Daily Reflection
March 14th, 2000
by
Kathy Kanavy
Institute for Priestly Formation
Click here for a photo of and information on this writer.


Isaiah 55:10-11
Psalms 34:4-7, 16-19
Matthew 6:7-15

Let’s imagine that you and I finally decide that it’s time “to get in shape” through more regular exercise.  So we go to the gym and ask an instructor to guide us in our preferred mode of exercise.  The instructor shows us the basics, gives us the routine, and encourages us to practice these exercises regularly.  The result: within a few weeks we feel much more alive, more like ourselves and much healthier.

In Matthew’s Gospel, Jesus, offers us a similar guide to the basics.  He gives us the routine in teaching us what we are always learning and relearning, how to pray.  

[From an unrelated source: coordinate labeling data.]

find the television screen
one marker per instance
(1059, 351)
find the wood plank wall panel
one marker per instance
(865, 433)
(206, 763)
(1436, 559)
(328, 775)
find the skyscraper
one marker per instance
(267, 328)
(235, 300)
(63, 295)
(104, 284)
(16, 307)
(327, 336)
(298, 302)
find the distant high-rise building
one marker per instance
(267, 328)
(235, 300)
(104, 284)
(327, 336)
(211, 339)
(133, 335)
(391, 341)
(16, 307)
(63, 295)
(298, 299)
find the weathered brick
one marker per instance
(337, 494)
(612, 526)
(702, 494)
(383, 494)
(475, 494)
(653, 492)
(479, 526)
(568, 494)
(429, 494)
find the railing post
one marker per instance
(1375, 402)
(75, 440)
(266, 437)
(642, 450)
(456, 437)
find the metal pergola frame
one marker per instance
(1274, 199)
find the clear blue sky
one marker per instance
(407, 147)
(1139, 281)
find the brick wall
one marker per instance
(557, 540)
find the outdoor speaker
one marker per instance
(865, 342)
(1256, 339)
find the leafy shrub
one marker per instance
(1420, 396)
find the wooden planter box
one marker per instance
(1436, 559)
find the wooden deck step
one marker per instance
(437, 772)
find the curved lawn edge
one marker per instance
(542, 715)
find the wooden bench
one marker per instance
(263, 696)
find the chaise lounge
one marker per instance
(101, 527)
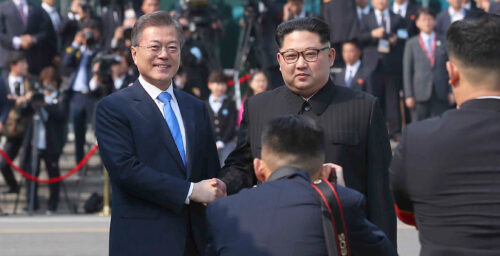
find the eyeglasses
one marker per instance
(156, 49)
(309, 55)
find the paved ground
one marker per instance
(87, 235)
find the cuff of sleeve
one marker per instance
(189, 193)
(16, 42)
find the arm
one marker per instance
(380, 209)
(117, 150)
(237, 171)
(397, 175)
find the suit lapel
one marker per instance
(147, 107)
(188, 115)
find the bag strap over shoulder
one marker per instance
(334, 226)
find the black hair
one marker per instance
(295, 136)
(475, 42)
(310, 24)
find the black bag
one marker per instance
(334, 228)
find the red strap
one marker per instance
(430, 57)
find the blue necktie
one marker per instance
(172, 123)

Jesus says…”In your prayer do not rattle on like the pagans.  They think they will win a hearing by the sheer multiplication of words….  Your Father knows what you need before you ask him….” 
Jesus urges us to keep it simple and to let prayer come from our hearts, namely from the depths of our deepest needs and yearnings.

And so Jesus gives us “The Lord’s Prayer”.  Let me suggest a way of looking at the “Our Father” not only as a prayer to say, but also as a way that our Teacher, Jesus, instructs us in how to “exercise” our hearts in the Christian life.  How might this prayer be a roadmap for our Lenten journey?

“Our Father in heaven, hallowed be your name…”     
PRAISE:  We begin all things acknowledging the love of the One who created us, sustains us, and gives us life this day.  This fundamental posture of heart roots us, orders us and opens us to receive from Him who gives us everything.

“Your kingdom come…”
RELATIONSHIP:  The word kingdom can be translated as “relationship”, revealed to us most completely through the relationship of the persons of the Trinity.  In this beautiful reality, each “person” is always “for” the other, lost in a self-forgetfulness.

“Your will be done on earth as it is in heaven.”
HUMILITY:  What peace there is in asking for all that we need and at the same time surrendering our will, our plans, and our desires to be shaped and transformed into His.

“Give us today our daily bread…”
RELIANCE:  To rely on God to give us all that we need for today is to know that what He gives is far more than enough.  

“And forgive us the wrong we have done as we forgive those who wrong us.”
FORGIVENESS:  Daily repentance for attitudes and actions that come out of doing so much on our own leads to a deep grace of knowing ourselves as sinners, poor yet receiving lavish love in the midst of our failings.  This truth spills over into compassion and forgiveness of others.  A colleague of mine often says, “In every act of forgiveness, the Church is reborn.”  How powerful!

“Subject us not to the trial but deliver us from the evil one.”
DEPENDENCE:  Only God can save us.  Only God can protect us and those we love from what we most fear.  He is eager to deliver us…if we let Him.

In simplicity, our Instructor, Jesus, leads us into “exercising” our hearts through praise, relationship, humility, reliance, forgiveness and dependence.  Of these, what Jesus reiterates as most important is forgiveness.  He urges us to forgive as we have been forgiven.  What we’ll find at the end our Lenten journey, we know in hope, is a taste of everlasting joy.  Happy exercising!